ImageNet Roulette Shows How ML Classifies You

ImageNet Roulette is part of an art and technology exhibit called Training Humans. Upload a photo and the algorithm will give you a classification. Some of the labels are funny, others are racist.

ImageNet Roulette is meant in part to demonstrate how various kinds of politics propagate through technical systems, often without the creators of those systems even being aware of them.

We did not make the underlying training data responsible for these classifications. We imported the categories and training images from a popular data set called ImageNet, which was created at Princeton and Stanford University and which is a standard benchmark used in image classification and object detection.

I uploaded a photo of me and the label I received was “beard.” Accurate.

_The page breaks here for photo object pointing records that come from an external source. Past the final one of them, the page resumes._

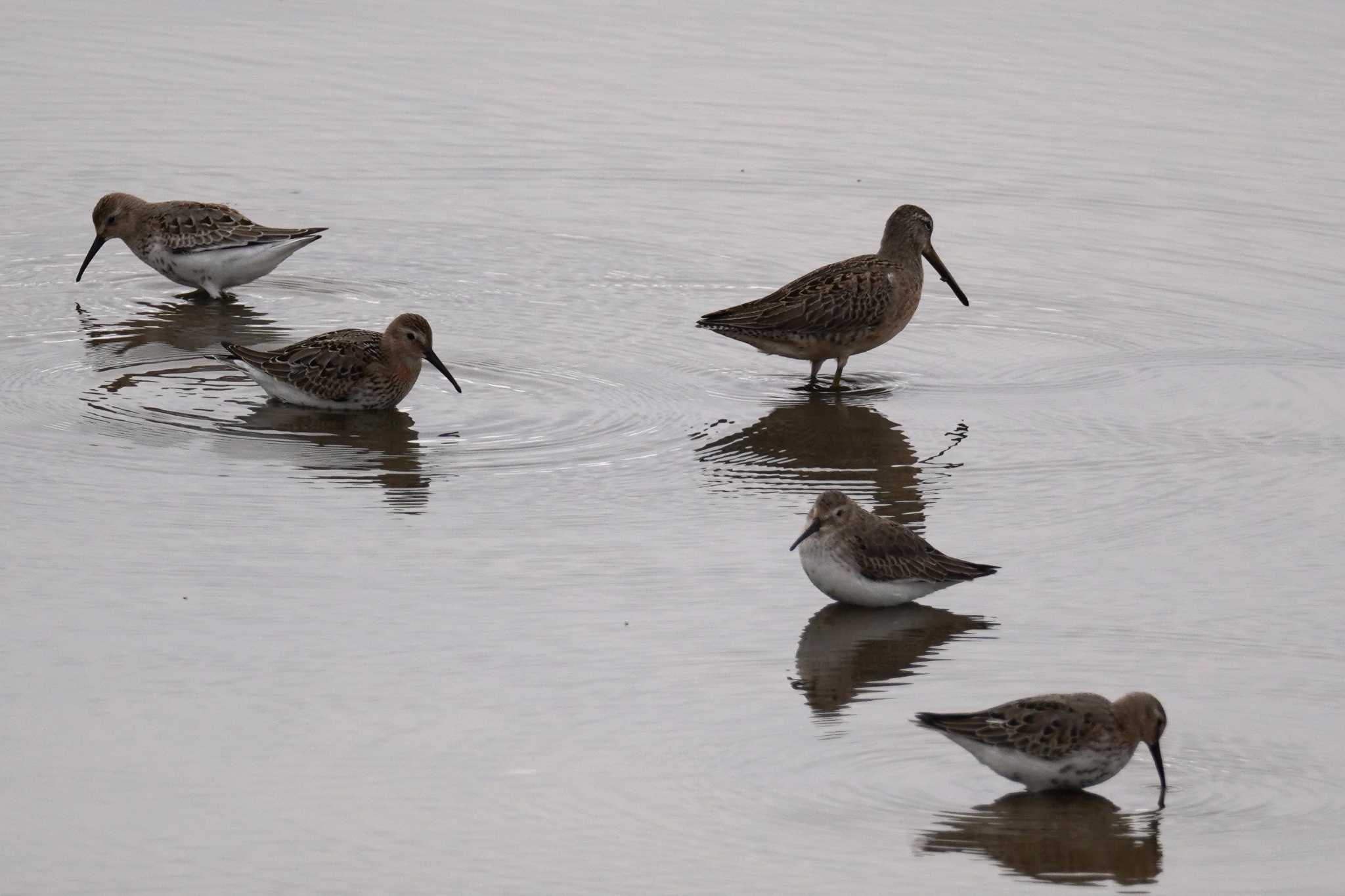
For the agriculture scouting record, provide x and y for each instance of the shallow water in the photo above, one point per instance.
(546, 636)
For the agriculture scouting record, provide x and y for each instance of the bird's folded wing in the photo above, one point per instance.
(194, 227)
(849, 295)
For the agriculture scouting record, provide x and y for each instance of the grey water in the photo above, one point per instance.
(545, 637)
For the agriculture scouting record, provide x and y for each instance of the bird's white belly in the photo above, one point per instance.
(286, 393)
(844, 582)
(221, 269)
(1082, 769)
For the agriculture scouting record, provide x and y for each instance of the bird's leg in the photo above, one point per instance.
(835, 381)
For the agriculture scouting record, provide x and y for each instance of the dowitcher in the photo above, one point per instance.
(845, 308)
(856, 557)
(201, 245)
(347, 370)
(1057, 740)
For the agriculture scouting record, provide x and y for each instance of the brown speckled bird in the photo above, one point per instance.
(206, 246)
(858, 558)
(1057, 740)
(845, 308)
(347, 370)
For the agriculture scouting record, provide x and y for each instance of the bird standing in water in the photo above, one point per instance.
(206, 246)
(845, 308)
(347, 370)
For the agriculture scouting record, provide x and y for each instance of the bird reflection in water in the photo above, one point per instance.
(849, 652)
(194, 326)
(827, 442)
(345, 448)
(1064, 837)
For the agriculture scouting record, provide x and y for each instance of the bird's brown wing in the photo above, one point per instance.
(1046, 727)
(850, 295)
(327, 366)
(889, 551)
(194, 227)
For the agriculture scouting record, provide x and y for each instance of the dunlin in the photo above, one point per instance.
(854, 557)
(845, 308)
(353, 370)
(200, 245)
(1057, 740)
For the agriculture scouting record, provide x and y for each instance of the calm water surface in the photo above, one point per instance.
(545, 637)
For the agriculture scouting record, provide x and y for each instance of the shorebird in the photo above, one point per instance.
(201, 245)
(845, 308)
(854, 557)
(1057, 740)
(347, 370)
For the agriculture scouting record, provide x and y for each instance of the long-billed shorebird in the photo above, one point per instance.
(856, 557)
(347, 370)
(201, 245)
(1057, 740)
(845, 308)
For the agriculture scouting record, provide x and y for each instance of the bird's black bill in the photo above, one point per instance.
(93, 250)
(943, 272)
(433, 359)
(813, 530)
(1158, 762)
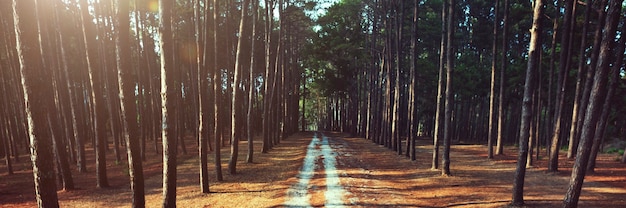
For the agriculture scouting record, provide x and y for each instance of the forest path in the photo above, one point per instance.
(319, 150)
(365, 175)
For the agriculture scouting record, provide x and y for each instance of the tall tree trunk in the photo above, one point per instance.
(439, 110)
(594, 107)
(492, 91)
(217, 89)
(202, 111)
(251, 87)
(37, 88)
(99, 110)
(449, 105)
(591, 70)
(562, 83)
(574, 134)
(234, 146)
(534, 50)
(268, 66)
(413, 121)
(169, 98)
(504, 63)
(128, 104)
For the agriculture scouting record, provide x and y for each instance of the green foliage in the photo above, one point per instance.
(615, 150)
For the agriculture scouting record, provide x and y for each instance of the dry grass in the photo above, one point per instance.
(372, 176)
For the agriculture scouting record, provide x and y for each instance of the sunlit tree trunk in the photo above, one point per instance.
(251, 86)
(504, 63)
(449, 100)
(492, 91)
(202, 110)
(439, 110)
(37, 88)
(128, 105)
(99, 110)
(169, 98)
(217, 89)
(534, 50)
(234, 147)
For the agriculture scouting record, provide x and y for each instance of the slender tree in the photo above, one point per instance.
(534, 50)
(251, 81)
(439, 110)
(594, 107)
(562, 84)
(128, 105)
(202, 107)
(217, 90)
(234, 146)
(169, 97)
(37, 88)
(99, 109)
(492, 91)
(503, 66)
(449, 105)
(576, 112)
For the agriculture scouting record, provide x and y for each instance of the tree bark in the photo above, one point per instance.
(594, 107)
(202, 110)
(492, 91)
(439, 110)
(128, 105)
(99, 110)
(553, 160)
(217, 89)
(449, 105)
(169, 98)
(235, 124)
(251, 86)
(534, 50)
(576, 112)
(37, 88)
(504, 63)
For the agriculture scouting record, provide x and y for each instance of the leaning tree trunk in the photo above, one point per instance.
(234, 146)
(576, 112)
(37, 88)
(202, 110)
(217, 89)
(553, 160)
(492, 91)
(534, 50)
(97, 97)
(449, 104)
(439, 110)
(594, 107)
(128, 105)
(169, 98)
(251, 88)
(504, 62)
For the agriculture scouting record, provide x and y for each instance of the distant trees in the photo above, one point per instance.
(104, 88)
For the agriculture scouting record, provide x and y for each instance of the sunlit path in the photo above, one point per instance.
(299, 193)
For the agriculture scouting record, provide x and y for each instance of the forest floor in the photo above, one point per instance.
(364, 175)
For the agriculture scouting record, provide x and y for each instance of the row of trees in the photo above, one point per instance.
(79, 73)
(377, 63)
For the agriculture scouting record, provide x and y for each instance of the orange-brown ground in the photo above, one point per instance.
(371, 175)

Check It Out: ImageNet Roulette Shows How ML Classifies You

One thought on “ImageNet Roulette Shows How ML Classifies You

  • Andrew:

    There is a more serious side to this that goes beyond AI-related inbuilt bias based on non-representative data input for training AI algorithms, notably those that characterise people. Beyond simply unflattering to outright insulting characterization, lies the more sinister potential use of these algorithms to selectively identify and harm or kill those with specific traits that underlies an open letter recently signed to ban the development of AI-powered autonomous weapons https://futureoflife.org/open-letter-autonomous-weapons/

    All industry, but particularly the information and AI-related industries face an imperative to recruit and maintain not simply a diverse but a socially and culturally representative workforce as a bulwark against intentional bias and malfeasance.